The California prices are also driven by the switch from MTBE as fuel oxygenate to ethanol, a switch that is taking full effect for the first time in 2004. Ethanol, a corn-based additive, is not produced in California, cannot be shipped from the Midwest to California in oil pipelines, and is highly water soluble, so it can only be added to the fuel at the rack (basically, right before it ships out to gas stations). And Senator Boxer wonders why the price of gasoline in California has gone up to $2.18/gallon?

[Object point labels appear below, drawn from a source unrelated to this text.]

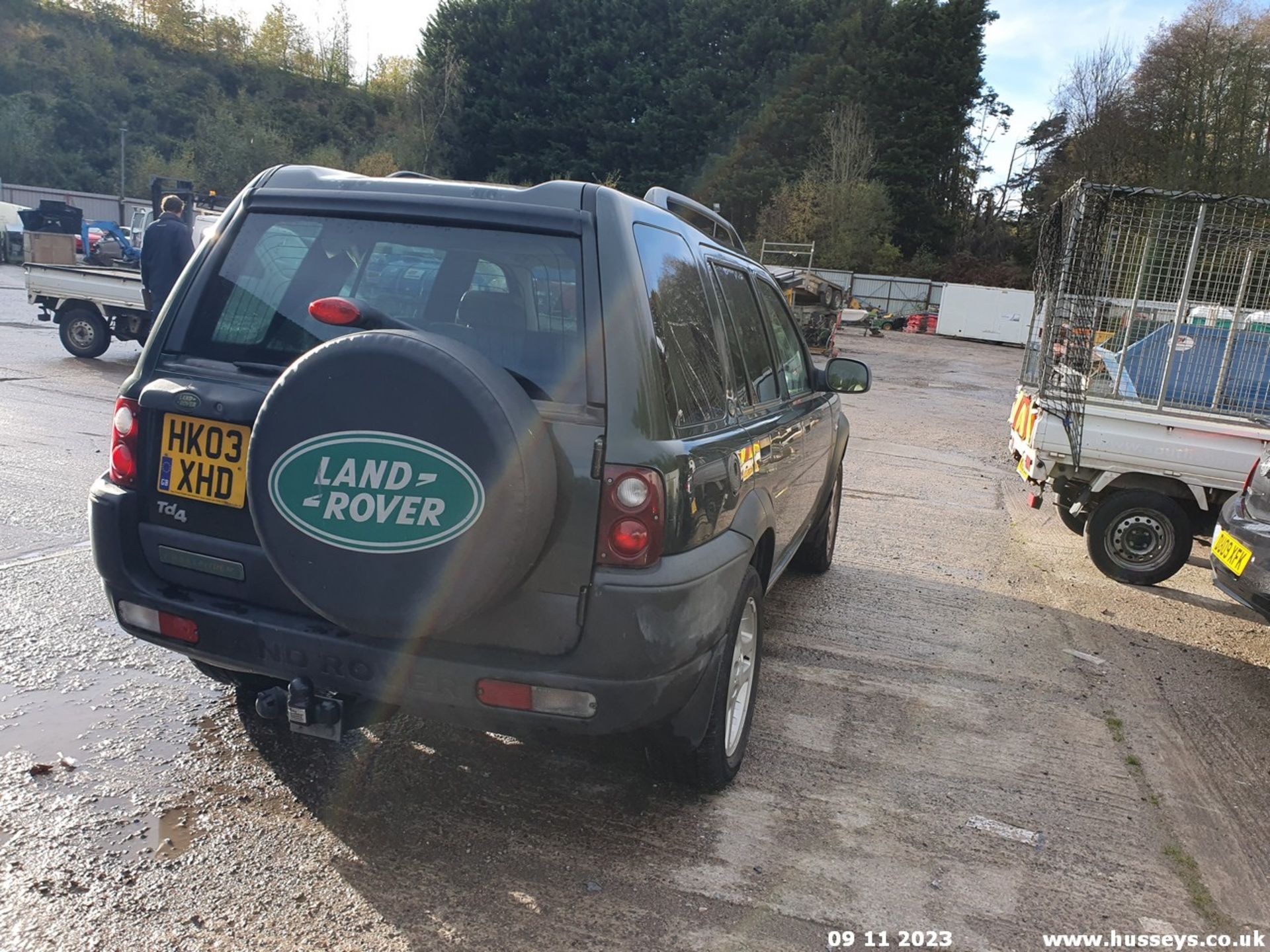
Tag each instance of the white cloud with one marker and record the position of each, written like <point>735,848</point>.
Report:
<point>1033,42</point>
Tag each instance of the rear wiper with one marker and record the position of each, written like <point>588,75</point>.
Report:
<point>266,370</point>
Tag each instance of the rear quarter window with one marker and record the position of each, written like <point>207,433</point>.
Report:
<point>685,331</point>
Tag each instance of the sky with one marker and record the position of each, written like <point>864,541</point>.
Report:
<point>1029,48</point>
<point>1033,42</point>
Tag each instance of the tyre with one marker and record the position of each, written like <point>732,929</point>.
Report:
<point>713,763</point>
<point>1076,524</point>
<point>84,333</point>
<point>816,554</point>
<point>1138,537</point>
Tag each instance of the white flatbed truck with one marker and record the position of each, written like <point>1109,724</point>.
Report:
<point>1140,419</point>
<point>89,305</point>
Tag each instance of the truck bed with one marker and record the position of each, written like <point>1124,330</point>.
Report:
<point>1198,450</point>
<point>116,287</point>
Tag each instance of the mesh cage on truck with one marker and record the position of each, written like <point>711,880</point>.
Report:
<point>1154,301</point>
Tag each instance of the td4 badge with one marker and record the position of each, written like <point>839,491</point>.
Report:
<point>172,510</point>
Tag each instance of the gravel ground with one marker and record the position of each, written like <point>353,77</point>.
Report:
<point>927,753</point>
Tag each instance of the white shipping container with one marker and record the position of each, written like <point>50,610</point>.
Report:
<point>980,313</point>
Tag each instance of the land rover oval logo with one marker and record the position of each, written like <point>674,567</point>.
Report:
<point>372,492</point>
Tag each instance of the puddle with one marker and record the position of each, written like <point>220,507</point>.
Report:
<point>177,832</point>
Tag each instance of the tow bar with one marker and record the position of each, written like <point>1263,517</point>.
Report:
<point>306,711</point>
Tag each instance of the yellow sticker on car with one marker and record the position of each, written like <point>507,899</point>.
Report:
<point>1231,553</point>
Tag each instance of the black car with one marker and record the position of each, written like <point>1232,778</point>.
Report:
<point>1241,542</point>
<point>508,457</point>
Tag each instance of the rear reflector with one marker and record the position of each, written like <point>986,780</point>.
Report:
<point>171,626</point>
<point>531,697</point>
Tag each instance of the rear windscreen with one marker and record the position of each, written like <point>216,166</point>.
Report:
<point>511,296</point>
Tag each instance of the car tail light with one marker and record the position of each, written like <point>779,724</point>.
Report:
<point>630,517</point>
<point>171,626</point>
<point>535,697</point>
<point>1251,474</point>
<point>338,311</point>
<point>125,432</point>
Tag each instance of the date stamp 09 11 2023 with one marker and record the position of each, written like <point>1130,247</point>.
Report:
<point>882,938</point>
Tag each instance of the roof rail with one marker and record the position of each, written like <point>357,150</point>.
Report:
<point>693,212</point>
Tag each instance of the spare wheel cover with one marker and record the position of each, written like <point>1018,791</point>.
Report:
<point>399,481</point>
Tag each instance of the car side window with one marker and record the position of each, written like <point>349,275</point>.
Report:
<point>789,350</point>
<point>683,328</point>
<point>757,353</point>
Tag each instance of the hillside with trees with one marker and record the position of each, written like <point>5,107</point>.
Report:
<point>738,102</point>
<point>860,125</point>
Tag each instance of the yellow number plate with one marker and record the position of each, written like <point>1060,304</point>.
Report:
<point>1231,553</point>
<point>204,460</point>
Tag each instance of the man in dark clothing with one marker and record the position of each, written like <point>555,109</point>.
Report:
<point>164,252</point>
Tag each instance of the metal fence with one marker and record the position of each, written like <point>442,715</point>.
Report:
<point>97,207</point>
<point>1156,300</point>
<point>898,296</point>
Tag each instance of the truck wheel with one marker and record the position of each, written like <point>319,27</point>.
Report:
<point>713,763</point>
<point>1076,524</point>
<point>84,332</point>
<point>816,554</point>
<point>1138,537</point>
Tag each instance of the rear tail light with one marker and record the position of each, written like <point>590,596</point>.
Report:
<point>534,697</point>
<point>171,626</point>
<point>630,517</point>
<point>125,432</point>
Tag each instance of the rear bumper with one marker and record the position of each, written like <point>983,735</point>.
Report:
<point>651,644</point>
<point>1251,588</point>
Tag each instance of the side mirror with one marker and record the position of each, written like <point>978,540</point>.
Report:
<point>845,375</point>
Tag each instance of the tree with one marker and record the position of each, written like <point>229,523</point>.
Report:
<point>334,63</point>
<point>390,77</point>
<point>435,102</point>
<point>921,88</point>
<point>378,164</point>
<point>281,40</point>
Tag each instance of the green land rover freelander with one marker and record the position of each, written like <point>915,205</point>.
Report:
<point>517,459</point>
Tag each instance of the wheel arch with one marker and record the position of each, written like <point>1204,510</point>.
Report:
<point>1185,493</point>
<point>74,303</point>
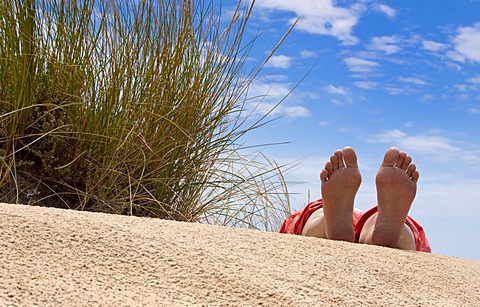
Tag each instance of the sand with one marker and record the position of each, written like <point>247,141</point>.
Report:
<point>53,257</point>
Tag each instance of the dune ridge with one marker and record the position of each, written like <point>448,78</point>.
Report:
<point>61,257</point>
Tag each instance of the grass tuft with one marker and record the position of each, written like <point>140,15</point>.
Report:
<point>132,107</point>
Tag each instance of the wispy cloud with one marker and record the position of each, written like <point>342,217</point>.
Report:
<point>306,54</point>
<point>338,90</point>
<point>466,44</point>
<point>368,85</point>
<point>340,95</point>
<point>360,65</point>
<point>413,80</point>
<point>474,80</point>
<point>279,61</point>
<point>264,95</point>
<point>320,17</point>
<point>387,10</point>
<point>433,145</point>
<point>387,44</point>
<point>434,46</point>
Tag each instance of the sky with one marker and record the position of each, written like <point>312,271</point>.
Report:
<point>373,75</point>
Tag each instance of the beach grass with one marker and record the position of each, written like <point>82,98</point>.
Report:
<point>133,107</point>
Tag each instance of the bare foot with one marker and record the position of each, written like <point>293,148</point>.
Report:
<point>340,182</point>
<point>396,188</point>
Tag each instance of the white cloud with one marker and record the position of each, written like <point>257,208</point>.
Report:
<point>475,80</point>
<point>279,61</point>
<point>366,84</point>
<point>466,44</point>
<point>460,87</point>
<point>412,80</point>
<point>360,65</point>
<point>433,46</point>
<point>433,146</point>
<point>388,44</point>
<point>265,95</point>
<point>389,11</point>
<point>320,17</point>
<point>337,90</point>
<point>305,54</point>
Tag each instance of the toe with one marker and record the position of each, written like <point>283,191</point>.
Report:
<point>406,162</point>
<point>350,157</point>
<point>391,157</point>
<point>323,175</point>
<point>334,162</point>
<point>400,159</point>
<point>415,176</point>
<point>339,155</point>
<point>329,168</point>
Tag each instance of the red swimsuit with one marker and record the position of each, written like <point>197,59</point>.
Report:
<point>296,221</point>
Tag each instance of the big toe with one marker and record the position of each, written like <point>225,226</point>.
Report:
<point>350,157</point>
<point>391,157</point>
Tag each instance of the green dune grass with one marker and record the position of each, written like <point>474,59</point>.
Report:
<point>133,107</point>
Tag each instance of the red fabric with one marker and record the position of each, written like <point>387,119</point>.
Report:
<point>296,221</point>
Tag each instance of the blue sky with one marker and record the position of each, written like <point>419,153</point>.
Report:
<point>378,74</point>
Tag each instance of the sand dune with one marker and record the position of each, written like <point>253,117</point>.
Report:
<point>59,257</point>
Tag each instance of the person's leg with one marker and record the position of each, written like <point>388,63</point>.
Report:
<point>340,180</point>
<point>396,189</point>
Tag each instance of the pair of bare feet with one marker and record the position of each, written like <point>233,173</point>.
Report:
<point>396,183</point>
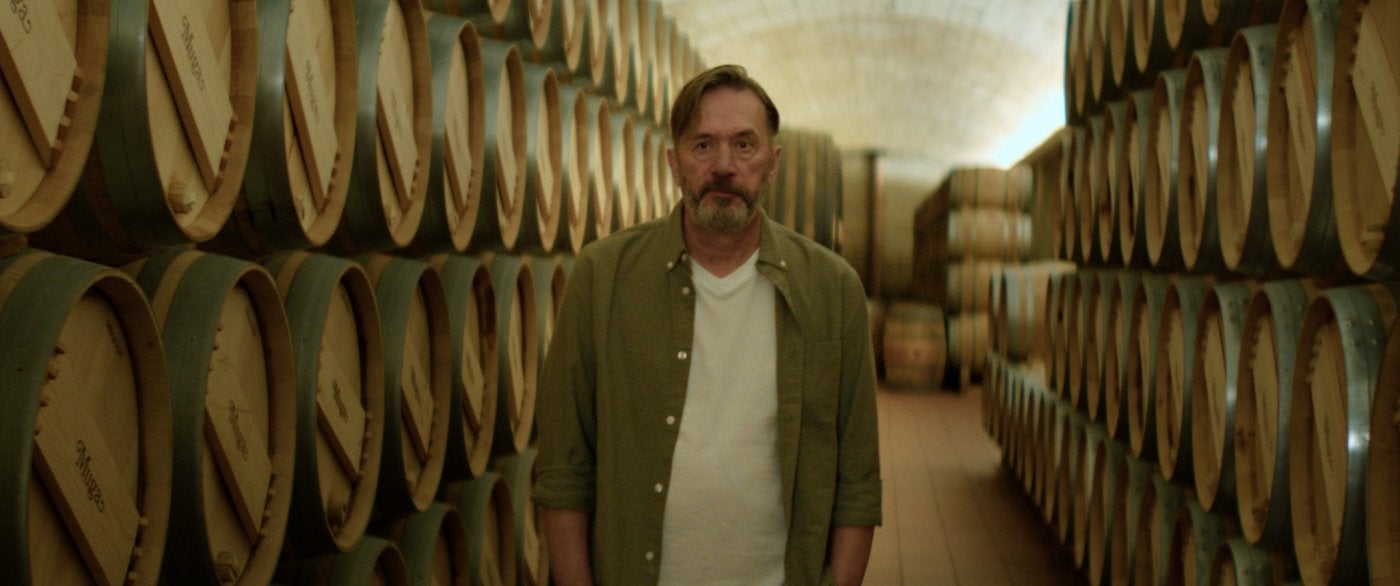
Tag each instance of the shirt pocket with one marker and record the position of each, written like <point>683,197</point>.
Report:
<point>821,383</point>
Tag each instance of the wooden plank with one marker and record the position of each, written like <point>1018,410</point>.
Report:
<point>196,81</point>
<point>457,129</point>
<point>415,382</point>
<point>395,102</point>
<point>39,67</point>
<point>1375,84</point>
<point>312,98</point>
<point>235,437</point>
<point>80,472</point>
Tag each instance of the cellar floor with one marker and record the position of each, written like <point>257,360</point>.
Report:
<point>952,513</point>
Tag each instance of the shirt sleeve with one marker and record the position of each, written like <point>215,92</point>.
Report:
<point>858,480</point>
<point>564,402</point>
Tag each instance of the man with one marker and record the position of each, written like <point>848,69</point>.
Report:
<point>707,406</point>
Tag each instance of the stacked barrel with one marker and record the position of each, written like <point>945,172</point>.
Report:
<point>1224,374</point>
<point>303,266</point>
<point>966,231</point>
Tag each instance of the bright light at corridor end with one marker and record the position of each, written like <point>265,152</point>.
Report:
<point>1033,130</point>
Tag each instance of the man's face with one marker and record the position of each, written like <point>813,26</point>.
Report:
<point>725,161</point>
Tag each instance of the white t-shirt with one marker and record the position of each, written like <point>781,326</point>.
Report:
<point>724,513</point>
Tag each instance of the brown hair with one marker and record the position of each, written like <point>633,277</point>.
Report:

I suggest that she review Title II, Section 211 of the Clean Air Act Amendments of 1990. You can also read my testimony to a Congressional hearing on the MTBE/ethanol transition in California from July 2003 for more background.
3. New air quality regulations taking effect in 2004. The EPA’s Tier 2 sulfur control regulations, leading to the co-development of low-sulfur fuels and vehicles optimized to the use of low-sulfur fuel, took effect in January 2004. This program to reduce sulfur content in fuel will be phased in over three years, and 2004 is the first year in which refiners will be required to meet overall sulfur content regulations, according to this EPA fact sheet on the Tier 2 regulations:
Beginning in 2004, the nation’s refiners and importers of gasoline will have the flexibility to manufacture gasoline with a range of sulfur levels as long as all of their production is capped at 300 parts per million (ppm) and their annual corporate average sulfur levels are 120 ppm.
These new regulations, while likely to deliver improvements in air quality, are going to increase gas prices, at least in the short run. Refiners are having to engage in research, in reconfiguration of their production processes, and in equipment installation to meet the new low-sulfur requirements. For example, Valero is building a new desulfurization unit in one of its Louisiana refineries, precisely to aid compliance with the Tier 2 sulfur regulations.
These factors have combined to raise the current, and expected future, prices of gasoline. The new low-sulfur requirements are not likely to exacerbate the seasonality/inelasticity problem, but they will increase fuel prices.